The price of diesel skyrocketed from around $4.50 per gallon to $13 during some weeks of the blackout.
The 1 million-strong population of Zanzibar, which merged with the country of Tanganyika in 1964 to become the United Republic of Tanzania, relies heavily on revenue generated by the tens of thousands of tourists that come each year to visit its historic Swahili city and its white sand beaches.
So far there has been little to no statistical data released showing the effect of the blackout on Zanzibar’s tourism industry but it is predicted to be enormous, as the power outage occurred during both the Christmas holiday season and Sauti za Busara, a six-day African music festival held each February.
Other effects may be less obvious but no less destructive over the longterm. One economist has found that a previous blackout in Zanzibar in 2008 caused both a rise in birth rates and a significant decrease in birth weights for babies conceived during the power crisis.
Alfredo Burlando, now a professor at University of Oregon, said the 2008 blackout was responsible for a 1.7- to 3.5-ounce reduction in birth weight among newborn babies, most likely because women whose incomes were hurt were eating less.
"People lost income; food prices were high," said Burlando.
Low birth weights are associated with a higher rate of growth deficiencies, learning disabilities and childhood death.
"The 2010 blackout was certainly worse," said Burlando. "Based on that, my prediction is the following: We’ll see lower than expected birth weights this time around, too. Moreover, I suspect we will see lower birth weights as soon as now. Even very pregnant women might have had a hard time securing enough food."
The source of Zanzibar’s power crisis is the 40-year-old undersea cable connecting it to the national grid on the Tanzanian mainland 23 miles away. The cable was built with Norwegian financing but passed its expiration date years ago and has been ill-maintained, according to experts.
The situation is indicative of the larger energy crisis in Tanzania as a whole. Access to electricity is just 10 percent nationwide with a mere 2 percent of the population able to access power in rural areas, according to the World Bank. Power outages are weekly if not daily events.
"Tanzania is seriously under-invested and has been for a long time in modern energy," said John McIntire, country director of the World Bank for Tanzania.
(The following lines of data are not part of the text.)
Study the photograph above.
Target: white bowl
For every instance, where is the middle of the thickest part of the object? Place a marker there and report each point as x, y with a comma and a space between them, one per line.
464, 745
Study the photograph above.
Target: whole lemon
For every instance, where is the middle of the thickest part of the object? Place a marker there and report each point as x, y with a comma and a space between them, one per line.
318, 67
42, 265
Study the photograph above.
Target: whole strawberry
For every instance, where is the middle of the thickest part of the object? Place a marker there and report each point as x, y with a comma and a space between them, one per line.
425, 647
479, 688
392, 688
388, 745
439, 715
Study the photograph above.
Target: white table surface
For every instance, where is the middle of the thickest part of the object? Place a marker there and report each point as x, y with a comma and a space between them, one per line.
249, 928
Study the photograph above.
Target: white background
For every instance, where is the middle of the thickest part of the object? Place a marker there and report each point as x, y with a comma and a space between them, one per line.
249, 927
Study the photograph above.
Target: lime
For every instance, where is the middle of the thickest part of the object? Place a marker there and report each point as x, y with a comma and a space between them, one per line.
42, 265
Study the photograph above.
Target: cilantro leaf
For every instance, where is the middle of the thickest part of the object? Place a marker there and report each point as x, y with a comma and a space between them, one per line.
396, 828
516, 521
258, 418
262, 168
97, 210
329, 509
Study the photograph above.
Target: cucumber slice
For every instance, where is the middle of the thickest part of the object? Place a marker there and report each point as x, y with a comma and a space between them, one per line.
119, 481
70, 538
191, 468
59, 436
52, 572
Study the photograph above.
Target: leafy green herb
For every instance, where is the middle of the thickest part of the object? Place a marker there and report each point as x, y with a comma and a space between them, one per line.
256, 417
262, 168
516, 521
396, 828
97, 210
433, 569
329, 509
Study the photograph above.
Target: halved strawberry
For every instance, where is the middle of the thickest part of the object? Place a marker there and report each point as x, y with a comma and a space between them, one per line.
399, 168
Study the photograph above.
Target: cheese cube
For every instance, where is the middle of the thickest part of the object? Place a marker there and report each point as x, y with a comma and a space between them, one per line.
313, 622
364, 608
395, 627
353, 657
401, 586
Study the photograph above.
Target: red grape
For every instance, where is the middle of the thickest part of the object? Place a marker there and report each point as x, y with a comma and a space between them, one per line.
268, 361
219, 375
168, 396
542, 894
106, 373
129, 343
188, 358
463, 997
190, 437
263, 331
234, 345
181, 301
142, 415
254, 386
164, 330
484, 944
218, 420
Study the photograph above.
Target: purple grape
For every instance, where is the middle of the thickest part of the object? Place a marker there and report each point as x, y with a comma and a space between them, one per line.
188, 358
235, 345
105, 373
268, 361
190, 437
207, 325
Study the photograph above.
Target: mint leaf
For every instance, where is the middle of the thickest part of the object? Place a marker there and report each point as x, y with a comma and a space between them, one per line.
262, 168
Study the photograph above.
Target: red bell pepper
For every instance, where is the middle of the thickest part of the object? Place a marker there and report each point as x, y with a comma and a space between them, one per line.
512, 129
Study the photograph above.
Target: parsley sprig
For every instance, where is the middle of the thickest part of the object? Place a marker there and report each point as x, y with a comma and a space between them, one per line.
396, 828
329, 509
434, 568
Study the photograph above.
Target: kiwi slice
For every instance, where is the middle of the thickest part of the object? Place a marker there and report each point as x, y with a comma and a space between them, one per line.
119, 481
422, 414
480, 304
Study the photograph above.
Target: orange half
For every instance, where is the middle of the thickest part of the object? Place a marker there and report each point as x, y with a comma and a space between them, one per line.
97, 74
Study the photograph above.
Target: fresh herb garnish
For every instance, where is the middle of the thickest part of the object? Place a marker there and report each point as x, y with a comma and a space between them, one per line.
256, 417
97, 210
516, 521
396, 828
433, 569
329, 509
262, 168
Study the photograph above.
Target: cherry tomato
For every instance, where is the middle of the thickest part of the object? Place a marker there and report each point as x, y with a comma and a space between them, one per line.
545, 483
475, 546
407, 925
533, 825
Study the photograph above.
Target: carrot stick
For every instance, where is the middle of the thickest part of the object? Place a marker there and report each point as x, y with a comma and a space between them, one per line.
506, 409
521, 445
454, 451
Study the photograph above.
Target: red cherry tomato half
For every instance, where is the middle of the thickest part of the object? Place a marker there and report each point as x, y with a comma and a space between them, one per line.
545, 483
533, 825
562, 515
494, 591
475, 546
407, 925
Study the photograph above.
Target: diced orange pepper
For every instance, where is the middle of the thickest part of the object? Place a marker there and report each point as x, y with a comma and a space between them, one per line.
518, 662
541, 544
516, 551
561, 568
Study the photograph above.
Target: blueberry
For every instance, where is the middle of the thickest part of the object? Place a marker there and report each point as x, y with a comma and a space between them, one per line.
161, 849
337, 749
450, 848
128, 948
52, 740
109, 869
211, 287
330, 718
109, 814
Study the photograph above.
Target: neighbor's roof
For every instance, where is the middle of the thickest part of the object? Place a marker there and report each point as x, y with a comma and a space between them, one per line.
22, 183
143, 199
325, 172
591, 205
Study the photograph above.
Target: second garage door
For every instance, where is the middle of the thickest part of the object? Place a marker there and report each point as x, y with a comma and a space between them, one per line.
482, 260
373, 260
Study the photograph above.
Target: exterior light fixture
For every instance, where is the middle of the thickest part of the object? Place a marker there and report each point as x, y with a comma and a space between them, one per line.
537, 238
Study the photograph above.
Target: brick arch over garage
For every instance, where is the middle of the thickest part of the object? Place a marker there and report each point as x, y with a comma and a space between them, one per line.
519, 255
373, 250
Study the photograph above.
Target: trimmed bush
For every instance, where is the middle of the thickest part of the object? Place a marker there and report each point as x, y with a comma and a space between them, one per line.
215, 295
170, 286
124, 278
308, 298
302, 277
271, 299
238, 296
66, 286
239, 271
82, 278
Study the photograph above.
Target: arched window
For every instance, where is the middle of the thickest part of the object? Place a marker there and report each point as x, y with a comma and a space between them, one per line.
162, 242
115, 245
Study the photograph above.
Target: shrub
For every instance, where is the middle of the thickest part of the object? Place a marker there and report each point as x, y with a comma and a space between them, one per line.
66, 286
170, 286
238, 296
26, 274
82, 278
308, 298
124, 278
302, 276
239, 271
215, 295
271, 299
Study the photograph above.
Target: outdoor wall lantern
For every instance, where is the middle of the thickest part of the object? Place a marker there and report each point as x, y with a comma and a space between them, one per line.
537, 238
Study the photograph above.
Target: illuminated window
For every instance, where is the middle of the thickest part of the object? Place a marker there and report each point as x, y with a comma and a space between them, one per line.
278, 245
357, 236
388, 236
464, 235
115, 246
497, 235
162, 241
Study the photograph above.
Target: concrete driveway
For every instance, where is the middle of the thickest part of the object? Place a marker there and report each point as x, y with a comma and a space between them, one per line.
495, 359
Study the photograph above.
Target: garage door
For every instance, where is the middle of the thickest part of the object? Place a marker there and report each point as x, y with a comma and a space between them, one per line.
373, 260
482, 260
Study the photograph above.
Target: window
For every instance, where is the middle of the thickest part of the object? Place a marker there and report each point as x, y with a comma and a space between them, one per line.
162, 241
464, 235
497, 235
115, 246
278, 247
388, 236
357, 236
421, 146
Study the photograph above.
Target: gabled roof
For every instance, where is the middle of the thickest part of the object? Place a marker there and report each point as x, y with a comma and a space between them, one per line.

For Zanzibar, the recent three-month blackout was a repeat nightmare. In 2008 the undersea cable ruptured during one of the year’s most anticipated soccer matches between Zanzibar’s two favorite soccer teams: Manchester United and Chelsea.
Just minutes before half-time, the island was plunged into darkness causing widespread suspicion that staff at the Zanzibar Electricity Corporation were too busy watching the game to pay attention to a power surge originating on the mainland and prevent the disaster.
The resulting month-long blackout was the longest on record and required a technician and mechanical parts to be flown in from Norway to fix the problem. Then on Dec. 10, 2009, the cable ruptured again.
After three months of struggling to charge mobile phones and living without running water, residents are desperately hoping that a new submarine cable funded by the Millennium Challenge Corporation will be completed by 2013 as reported. But some expressed their anger that they remain dependent on aid to solve the electricity crisis.
"If the country was able to help itself, the problem would have dissolved a long time ago,”
said one resident, who did not wish to be named. “It’s because we depend on foreign aid that it’s taken so long."